[sdiy] Low voltage synthesis?

Roman Sowa modular at go2.pl
Fri Jan 14 08:02:11 CET 2022

There are lots of R-R opamps running at 5V. Typicaliy at 12V, 16V, 20V 
and even 40V.
To name a few from my stock:
TLV93xx - not addvertised as input R-R but has pretty low input 
crossover error

Most opamp application don't even require input going higher than about 
1.5V from upper rail where non-R2R opamps start to get dizzy, so in fact 
RRO (as oposed to RRIO) is all we really need in many LV applications. 
Nearly all opamps released during last 20-30 years have rail-to-rail 
outputs, including OPA1678.


W dniu 2022-01-13 o 22:08, Brian Willoughby pisze:
> Most op-amps lose a couple of volts near each rail; the input and output voltages can't reach all the way to the rail voltage without lots of distortion.
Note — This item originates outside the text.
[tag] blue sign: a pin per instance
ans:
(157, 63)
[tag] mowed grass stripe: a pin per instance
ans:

That's one reason to use ±12V to feed op-amps that need to accurately handle ±10V signals (of course, if your circuit regulates a ±12V power source down to ±10V for the supply rails, then the op-amps are good for less than ±8V or so in terms of signal levels). Apart from maximum supply voltage ratings, op-amps generally don't care what voltages are used, but there's always the stipulation that your signal levels will be a few volts less than the rails on either side. When the rails are as low as ±2V, there'd be no room left for (undistorted) signals.
> I've not seen any rail-to-rail op-amps that work with more than +5V, which can be treated as ±2.5V by using a virtual ground throughout the circuit, as well as capacitive coupling (*). Thus, it seems like there's a gap between the 5V rail-to-rail signal ranges and the typical 20V to 24V or more that normal op-amps can handle. Granted, there are R2R op-amps that work with less than 5V, e.g., 3.3V, but I'd be curious whether anyone knows of an R2R with more than 5V. In particular, I don't think you can manage ±5V - because there don't seem to be any 10V R2R chips - unless you're happy with signal levels within ±3V. At that point, you'd basically be better off with ±2.5V R2R than with standard op-amps operating at ±5V.
> * You can avoid capacitive coupling of signals by operating with literal bipolar supply, but that can end up with more components than a virtual ground system (like guitar pedals usually are).
> Brian Willoughby
> On Jan 13, 2022, at 09:07, Mike Bryant <mbryant at futurehorizons.com> wrote:
>> The other issue you run against is you need to use rail-to-rail op-amps, but most of these are specified for 5V/+-2.5V operation.   Also these opamps are often CMOS based and have what I term "input crossover distortion" as they switch from the N to P type devices conducting.  Negative feedback reduces this, but it's always slightly there.  There are a few bipolar R2R opamps without this problem - Rohm BA2510 is my favourite.